Télétravail : une nouvelle réalité
Le télétravail fait maintenant partie de la réalité d’une majorité de travailleurs, pandémie oblige. Analyse de ce nouveau phénomène qui est là pour rester, avec Stéphane Chalifour, professeur de sociologie au Collège Lionel-Groulx.
Parmi les nombreux bouleversements amenés par l’adoption du télétravail, il y a un changement dans la culture de travail.
Les anciens modèles d’organisation du travail étaient plus autoritaires, explique M. Chalifour. « C’est fondé sur l’idée que la meilleure façon de contrôler la productivité des employés, c’est de les avoir devant soi. » Cette culture, inspirée du fordisme, s’appuie sur le chronomètre, la discipline des ouvriers et leur contrôle par des contremaitres pour augmenter la productivité.

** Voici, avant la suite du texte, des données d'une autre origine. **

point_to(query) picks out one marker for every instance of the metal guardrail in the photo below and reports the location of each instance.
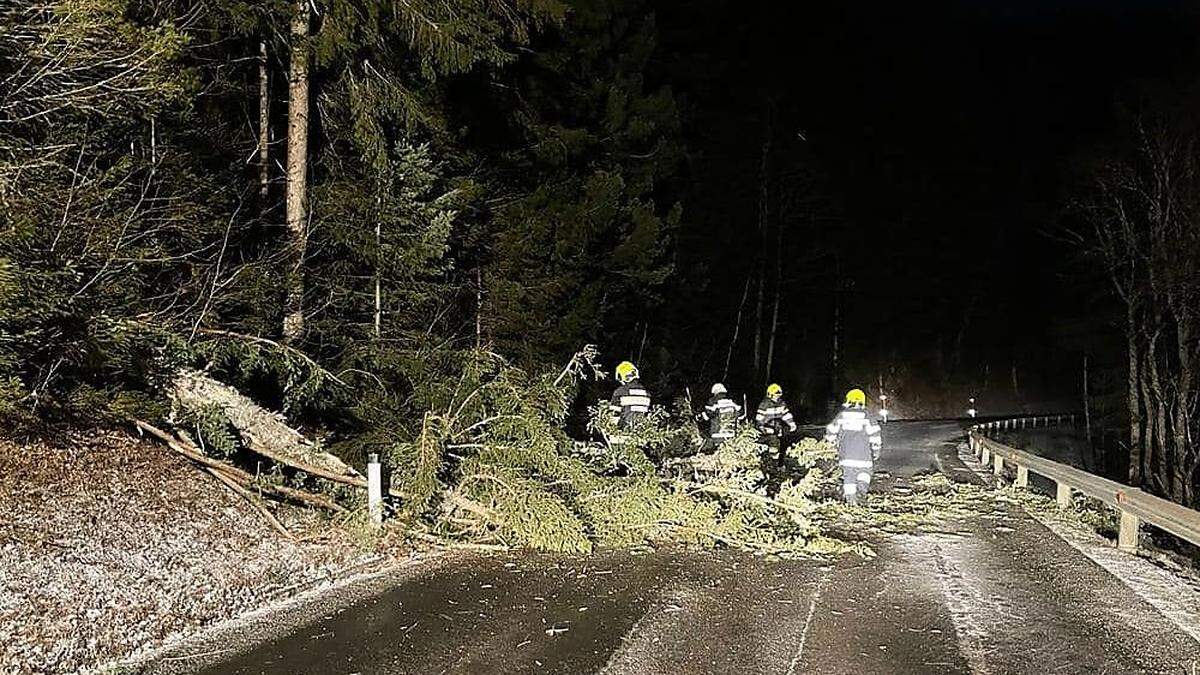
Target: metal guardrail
(1134, 505)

Le télétravail, à l’inverse, est fondé sur une relation de confiance. « On dit aux gens : maintenant, vous serez maîtres de vos horaires, vous serez autonomes, mais en échange, soyez productifs. Vous n’avez pas le patron qui vous surveille par-dessus l’épaule », illustre le professeur de sociologie.
Ce changement important de culture était déjà amorcé avant la pandémie, mais certaines entreprises y étaient encore réticentes. Avec les mesures sanitaires, la transition s’est accélérée.
Employés : les pour et les contre
Le plus gros avantage du télétravail, pour les employés, c’est d’être maître de son temps. Vous pouvez décider quand vous commencez, quand vous terminez, comment vous organisez vos tâches, tant que le travail est livré. Le fait d’être à la maison permet aussi une meilleure conciliation travail-famille.
Mais il y a des inconvénients à ne pas négliger.
« On oublie que le milieu de travail, c’est un espace de socialisation », rappelle M. Chalifour.
Déjà, les psychiatres et les médecins s’inquiètent de l’augmentation des problèmes de santé mentale : dépression, troubles alimentaires, solitude…
« Quand tu es une mère, un père, avec des enfants qui courent dans la maison, il y a de la vie. Mais une personne seule peut souffrir d’isolement, de solitude. C’est un aspect très négatif du télétravail. »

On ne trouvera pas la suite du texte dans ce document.